Athen/Berlin Bei einem Treffen mit dem griechischen Ministerpräsidenten Alexis Tsipras will sich EU-Parlamentspräsident Martin Schulz Klarheit über die finanzpolitischen Pläne der neuen Regierung in Athen verschaffen. „Ich werde sicherlich Tacheles mit ihm reden“, sagte Schulz der Zeitung „Bild“ vor dem am Donnerstag in Athen geplanten Treffen.

Der linksgerichtete Tsipras will trotz Warnungen der internationalen Geldgeber nicht am strikten Sparkurs des Landes festhalten. Zudem will er eine Neuregelung zum Abbau des 320 Milliarden Euro großen Schuldenberges Griechenlands aushandeln und Tausende entlassene Staatsdiener wieder einstellen. Tsipras ist seit Montag im Amt, seine Regierungskoalition mit einer rechtspopulistischen Partei steht seit Dienstag.

Beim Thema Privatisierungstopp ruderte das Athener Links-Rechts-Bündnis zurück. Griechenland wünsche sich Investitionen und werde bald eine Liste mit entsprechenden Optionen präsentieren, sagte Vize-Regierungschef Giannis Dragasakis nach einem Treffen mit Tsipras am Mittwochabend. Dragasakis ist in der Koalition zuständig für die Finanz- und Wirtschaftspolitik.

Pläne zum Privatisierungsstopp hatten den griechischen Aktienmarkt am Mittwoch stark belastet. Die Kurseinbrüche lösten Aussagen mehrerer Minister aus, wonach es keine neue Privatisierungen mehr geben solle. Zahlreiche bereits vereinbarte sollten demnach auf Eis gelegt werden.

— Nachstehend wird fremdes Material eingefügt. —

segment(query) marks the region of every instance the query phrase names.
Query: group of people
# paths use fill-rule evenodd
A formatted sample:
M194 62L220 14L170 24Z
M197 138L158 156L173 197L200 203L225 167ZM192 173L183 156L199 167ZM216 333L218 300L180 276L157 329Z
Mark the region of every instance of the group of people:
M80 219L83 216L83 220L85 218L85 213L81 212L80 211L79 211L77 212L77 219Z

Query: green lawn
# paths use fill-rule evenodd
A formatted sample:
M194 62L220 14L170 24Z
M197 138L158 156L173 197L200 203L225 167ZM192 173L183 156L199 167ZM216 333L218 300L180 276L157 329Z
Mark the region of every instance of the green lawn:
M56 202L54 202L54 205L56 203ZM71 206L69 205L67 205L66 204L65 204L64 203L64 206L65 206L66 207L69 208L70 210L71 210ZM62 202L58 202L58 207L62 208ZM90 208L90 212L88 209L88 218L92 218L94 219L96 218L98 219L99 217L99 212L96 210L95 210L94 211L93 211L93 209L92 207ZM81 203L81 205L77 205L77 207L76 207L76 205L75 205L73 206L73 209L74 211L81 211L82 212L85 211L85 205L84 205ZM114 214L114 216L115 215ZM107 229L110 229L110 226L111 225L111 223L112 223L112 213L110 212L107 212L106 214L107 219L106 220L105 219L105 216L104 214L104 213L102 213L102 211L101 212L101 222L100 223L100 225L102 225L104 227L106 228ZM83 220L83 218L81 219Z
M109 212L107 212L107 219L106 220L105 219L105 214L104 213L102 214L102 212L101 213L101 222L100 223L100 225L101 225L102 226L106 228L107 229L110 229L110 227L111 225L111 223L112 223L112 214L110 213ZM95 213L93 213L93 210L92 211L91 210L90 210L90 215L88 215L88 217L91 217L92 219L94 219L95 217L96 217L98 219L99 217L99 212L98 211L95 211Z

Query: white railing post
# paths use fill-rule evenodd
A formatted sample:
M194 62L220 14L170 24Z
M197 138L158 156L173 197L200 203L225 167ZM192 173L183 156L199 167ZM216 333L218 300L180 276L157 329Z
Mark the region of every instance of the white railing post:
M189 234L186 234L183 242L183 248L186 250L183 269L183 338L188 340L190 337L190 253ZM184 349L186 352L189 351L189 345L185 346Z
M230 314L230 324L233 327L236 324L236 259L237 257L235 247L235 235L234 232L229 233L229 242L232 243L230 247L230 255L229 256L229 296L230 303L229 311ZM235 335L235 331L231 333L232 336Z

Auf Reporterfragen, wie es zu den Aussagen der Minister kam, sagte Dragasakis, diese seien junge Ressortchefs. Dafür müsse man Verständnis haben. Die zuständigen Minister stünden allen Interessenten zur Verfügung, um sie über Investitionsmöglichkeiten in Griechenland zu informieren, sagte Dragasakis weiter.

Neben den Aktienkursen zeigte am Mittwoch auch der Handel mit griechischen Staatsanleihen eine heftige Reaktion auf den Machtwechsel in Athen. Viele Anleger stießen diese ab. Zudem drohte die Ratingagentur S&P mit einer Herabstufung der Bonität des Landes in den „Ramschbereich“. Die vorgeschlagene Wirtschafts- und Budgetpolitik der neuen Regierung sei teilweise nicht mit den Abmachungen zwischen früheren griechischen Regierungen und den Gläubigern des Landes vereinbar, hieß es zur Begründung.

Der „Bild“-Zeitung sagte Schulz weiter, für einen Schuldenschnitt gebe es in der Euro-Zone keine Mehrheit. „Ich werde Tsipras aber ermuntern, endlich die Milliardäre, die ihr Geld ins Ausland gebracht haben, zur Steuer zu bitten. Das ist kurzfristig machbar, hilft uns in Brüssel bei der Steuerfluchtbekämpfung. Und ist sicher leichter durchzusetzen als ein Schuldenschnitt.“

Schulz warnte Tsipras auch vor Alleingängen. Die Ablehnung der EU-Sanktionen gegen Russland durch den neuen Ministerpräsidenten Alexis Tsipras sei „sicherlich kein gelungener Einstand“ gewesen, sagte Schulz „Diese Alleingänge gehen nicht einfach so ohne Absprache“, sagte er. Das werde er auch mit Tsipras bei seinem Besuch an diesem Donnerstag in Athen besprechen. Im ZDF sagte Schulz am Mittwochabend, er habe mit Entsetzen gesehen, dass Griechenland die gemeinsame Position der Europäischen Union gegenüber Russland aufgegeben habe.

Die EU-Außenminister wollen bei ihrem Krisentreffen an diesem Donnerstag die Sanktionen gegenüber Russland als Reaktion auf die Offensive der prorussischen Separatisten in der Ostukraine ausweiten. Die EU macht Russland für die Eskalation mitverantwortlich. Allerdings hat Tsipras bereits seinen Unmut kundgetan, weil er sich bei der geplanten Verschärfung der Strafmaßnahmen übergangen fühlt. Ein Beschluss muss aber einstimmig fallen.